Blonde Ambition (2007)—"Ronald Connelly"
LM: I like
that, I really mean it. Scott Marshall directed that, Garry Marshall's son, and
I really dig the guy. We got a cool time on the set. He knows me, he knows my
work. Ad-lib, rewrite, do everything fast, and I love working with Jessica
Simpson. You know why? She's a young woman, she's obviously holding seven
tigers by the reins here, who knows what life is like when you're in that
world? And she was very nice, very gracious, very cool, and she knew how to
dance, so to speak. If Scotty and I could come over and say "Let's do this, let's
try this four different ways, you'll come over and he'll say this," whatever
she did was fine, because she was going to go along with the stuff we could do.
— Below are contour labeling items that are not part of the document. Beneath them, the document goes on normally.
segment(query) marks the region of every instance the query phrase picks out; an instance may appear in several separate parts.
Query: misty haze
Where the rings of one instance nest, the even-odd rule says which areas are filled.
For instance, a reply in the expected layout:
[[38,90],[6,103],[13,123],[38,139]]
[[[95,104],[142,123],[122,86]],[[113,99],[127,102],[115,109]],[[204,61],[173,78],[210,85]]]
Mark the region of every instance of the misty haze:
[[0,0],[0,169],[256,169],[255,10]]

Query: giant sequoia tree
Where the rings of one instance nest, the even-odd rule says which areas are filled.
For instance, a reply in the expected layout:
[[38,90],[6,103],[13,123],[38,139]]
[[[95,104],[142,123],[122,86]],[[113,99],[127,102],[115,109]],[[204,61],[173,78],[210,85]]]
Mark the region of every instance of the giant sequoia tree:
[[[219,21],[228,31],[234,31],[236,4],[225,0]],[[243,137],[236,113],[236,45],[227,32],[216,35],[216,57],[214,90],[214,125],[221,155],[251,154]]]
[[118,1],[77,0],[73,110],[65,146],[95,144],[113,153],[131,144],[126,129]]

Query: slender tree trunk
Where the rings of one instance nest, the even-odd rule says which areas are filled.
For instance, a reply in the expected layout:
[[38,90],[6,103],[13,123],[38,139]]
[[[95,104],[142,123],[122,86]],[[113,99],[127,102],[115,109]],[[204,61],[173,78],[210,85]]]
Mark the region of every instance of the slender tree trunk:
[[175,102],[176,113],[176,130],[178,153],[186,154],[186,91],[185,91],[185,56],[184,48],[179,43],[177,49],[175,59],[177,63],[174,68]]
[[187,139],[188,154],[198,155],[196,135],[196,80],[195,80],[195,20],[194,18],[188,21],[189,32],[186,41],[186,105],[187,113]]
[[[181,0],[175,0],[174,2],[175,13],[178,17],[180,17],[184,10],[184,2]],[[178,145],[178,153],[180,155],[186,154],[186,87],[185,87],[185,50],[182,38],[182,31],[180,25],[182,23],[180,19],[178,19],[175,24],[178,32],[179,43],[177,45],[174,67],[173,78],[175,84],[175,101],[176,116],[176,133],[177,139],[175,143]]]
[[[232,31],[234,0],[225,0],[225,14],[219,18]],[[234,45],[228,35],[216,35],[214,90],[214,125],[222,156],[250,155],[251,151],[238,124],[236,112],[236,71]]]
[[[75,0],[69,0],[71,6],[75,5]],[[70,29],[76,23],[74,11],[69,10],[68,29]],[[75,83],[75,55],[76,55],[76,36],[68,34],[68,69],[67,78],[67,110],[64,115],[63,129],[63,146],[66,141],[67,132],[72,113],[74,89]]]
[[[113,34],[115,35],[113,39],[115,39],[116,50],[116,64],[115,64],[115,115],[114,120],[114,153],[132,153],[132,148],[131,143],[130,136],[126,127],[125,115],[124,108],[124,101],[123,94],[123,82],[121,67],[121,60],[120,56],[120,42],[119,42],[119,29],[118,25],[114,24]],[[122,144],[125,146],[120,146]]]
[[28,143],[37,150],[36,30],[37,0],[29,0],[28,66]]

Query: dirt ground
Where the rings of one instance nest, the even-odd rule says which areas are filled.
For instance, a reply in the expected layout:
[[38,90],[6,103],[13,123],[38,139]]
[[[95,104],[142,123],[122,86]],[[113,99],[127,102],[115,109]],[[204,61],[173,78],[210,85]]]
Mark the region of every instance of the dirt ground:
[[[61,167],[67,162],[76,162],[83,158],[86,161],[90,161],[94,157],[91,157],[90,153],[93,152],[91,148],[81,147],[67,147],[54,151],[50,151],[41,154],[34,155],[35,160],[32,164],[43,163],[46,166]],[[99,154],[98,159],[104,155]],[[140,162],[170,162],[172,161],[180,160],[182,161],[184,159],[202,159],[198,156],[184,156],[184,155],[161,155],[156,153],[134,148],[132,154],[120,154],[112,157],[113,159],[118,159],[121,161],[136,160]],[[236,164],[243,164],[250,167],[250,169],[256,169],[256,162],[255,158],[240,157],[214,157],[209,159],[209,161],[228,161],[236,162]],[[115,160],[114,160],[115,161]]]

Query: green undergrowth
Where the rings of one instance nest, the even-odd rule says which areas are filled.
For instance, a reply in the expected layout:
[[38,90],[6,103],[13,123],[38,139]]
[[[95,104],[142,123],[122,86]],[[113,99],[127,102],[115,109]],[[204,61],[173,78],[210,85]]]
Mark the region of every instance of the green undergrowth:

I think it's probably a good story and well told, and I had a good time with
Luke Wilson. You know, it's a movie. And I'm a huge fan and friend of Penelope
Ann Miller, and also Penny Marshall who was there. C'mon, it was great. You
spend a week strolling around with these folks having a coffee here or there.
AVC: It takes two people to improvise.
LM: You
know what, though? I'll be honest with you, it's not that. When you have
someone who's a good pro and willing to go along with the program, that's the
best actor in the world. In fact, when Brando died, someone in my acting class
said "Here's hoping we'll be as good as Brando," and I said, "No, that's wrong.
Here's hoping we'll be as good as we can be." So on that set, when you meet
someone who's going to go along with you and just trusts you and what you do,
that's actually the best actor in the world.